Rechtbank Oost-Brabant, 2 april 2021, 88-jarige verdachte heeft 6.290.000 sigaretten voorhanden
(ECLI:NL:RBOBR:2021:1508)
Door Esmee Kuipers
Essentie
Een 88-jarige verdachte staat terecht voor het voorhanden hebben van 6.920.000 sigaretten. Deze zijn niet overeenkomstig de bepalingen van de Wet op de Accijns in de heffing betrokken.
Rechtsregel
Verdachte heeft zich schuldig gemaakt aan het voorhanden hebben van een grote hoeveelheid sigaretten die niet volgens de Wet op de accijns in de heffing is betrokken. Er is voor grote bedragen aan accijns ontdoken, waardoor de staatskas wordt benadeeld. Bovendien is er op deze manier sprake van oneerlijke concurrentie, doordat bonafide bedrijven wel aan de accijnsverplichtingen voldoen. Tevens wordt het Europese beleid om door middel van hoge prijzen het gebruik van sigaretten te ontmoedigen teneinde de schadelijke gevolgen daarvan voor de volksgezondheid te beperken genegeerd. In deze zaak geldt dat de sigaretten die verdachte voorhanden heeft gehad, ongeveer 1.3 miljoen euro aan accijns waard waren.

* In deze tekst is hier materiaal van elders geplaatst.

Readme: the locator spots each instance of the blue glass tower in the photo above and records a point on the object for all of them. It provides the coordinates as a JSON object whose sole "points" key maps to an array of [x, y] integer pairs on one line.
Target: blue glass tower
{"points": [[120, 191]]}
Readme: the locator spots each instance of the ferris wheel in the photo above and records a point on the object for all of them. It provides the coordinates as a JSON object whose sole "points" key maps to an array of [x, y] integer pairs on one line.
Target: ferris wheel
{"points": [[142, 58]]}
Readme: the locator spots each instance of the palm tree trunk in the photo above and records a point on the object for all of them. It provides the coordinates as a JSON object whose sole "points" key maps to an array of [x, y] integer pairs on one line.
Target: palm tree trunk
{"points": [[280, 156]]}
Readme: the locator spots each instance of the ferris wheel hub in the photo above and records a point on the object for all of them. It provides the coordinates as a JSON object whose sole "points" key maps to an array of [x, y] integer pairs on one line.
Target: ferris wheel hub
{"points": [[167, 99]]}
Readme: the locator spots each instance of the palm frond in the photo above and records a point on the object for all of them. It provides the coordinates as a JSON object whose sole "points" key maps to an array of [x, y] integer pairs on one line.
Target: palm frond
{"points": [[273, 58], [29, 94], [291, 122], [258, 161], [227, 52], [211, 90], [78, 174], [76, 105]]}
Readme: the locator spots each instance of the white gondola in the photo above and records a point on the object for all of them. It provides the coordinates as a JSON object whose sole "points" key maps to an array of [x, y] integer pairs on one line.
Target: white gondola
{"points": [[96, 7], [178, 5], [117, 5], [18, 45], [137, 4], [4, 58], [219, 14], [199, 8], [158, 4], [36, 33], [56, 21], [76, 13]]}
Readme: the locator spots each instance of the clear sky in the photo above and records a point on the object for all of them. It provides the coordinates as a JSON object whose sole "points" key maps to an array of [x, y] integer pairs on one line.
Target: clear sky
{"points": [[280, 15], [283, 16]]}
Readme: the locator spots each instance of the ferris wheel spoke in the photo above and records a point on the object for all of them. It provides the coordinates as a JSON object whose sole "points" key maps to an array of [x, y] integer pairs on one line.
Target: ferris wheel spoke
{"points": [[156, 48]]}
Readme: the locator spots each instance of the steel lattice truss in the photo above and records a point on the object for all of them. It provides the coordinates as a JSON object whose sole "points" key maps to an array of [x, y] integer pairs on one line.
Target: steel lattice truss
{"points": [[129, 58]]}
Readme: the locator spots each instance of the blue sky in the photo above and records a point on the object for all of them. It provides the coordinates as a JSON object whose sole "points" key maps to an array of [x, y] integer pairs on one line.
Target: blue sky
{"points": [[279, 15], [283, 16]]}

Een onvoorwaardelijke gevangenisstraf zou naar het oordeel van de rechtbank dan ook gerechtvaardigd zijn. Kijkend naar de leeftijd van verdachte, bijna 88 jaar oud, naar zijn blanco strafblad en naar de fiscale claim die nog boven zijn hoofd hangt, zal de rechtbank geen onvoorwaardelijke gevangenisstraf opleggen en ook geen forse taakstraf. Om de ernst van het feit te benadrukken zal de rechtbank wel een voorwaardelijke gevangenisstraf opleggen voor de duur van 6 maanden met daarnaast een taakstraf van 100 uur.
Inhoud
In een loods is een grote hoeveelheid sigaretten (6.920.000 stuks) aangetroffen. Het ging om 21 pallets met daarop dozen met opschriften die duidden op sigaretten. In de dozen zaten sigaretten en deze bleken niet veraccijnsd te zijn. Verdachte is eigenaar en gebruiker van de loods en woont in een woongedeelte in de betreffende loods. De pallets met de dozen sigaretten stonden dichtbij het woongedeelte van verdachte en zijn echtgenote, tegenover de deur die toegang gaf tot het woongedeelte. Verdachte had toegang tot de ruimte met de betreffende pallets. In een van de andere loodsen is door de douane een sigarettenfabriek aangetroffen. Verdachte kende de huurders die met de pallets kwamen niet, maar de meeste huurders kende hij wel. Meestal betrof het opslag van caravans en boten, kortom goederen waarvan de aard op het eerste oog zichtbaar is. Daarvan was nu geen sprake.
De huurders die de pallets brachten hadden zelf een opgemaakte en te hanteren huurovereenkomst overgelegd. Verdachte heeft deze overeenkomst gebruikt. Verdachte kende de huurders in het geheel niet en heeft hen niet om legitimatie gevraagd. De omstandigheid dat een onbekende huurder zelf de te hanteren huurovereenkomst meebrengt is naar het oordeel van de rechtbank zodanig ongebruikelijk, dat extra alertheid geboden is. Minstens had verdachte daarom de personalia moeten controleren van degene die hij voor zich had of van degene die als huurder op de huurovereenkomst stond. De persoon die als huurder staat vermeld op de huurovereenkomst is gehoord. Deze verklaarde dat het niet zijn huurcontract is en ook niet zijn handtekening.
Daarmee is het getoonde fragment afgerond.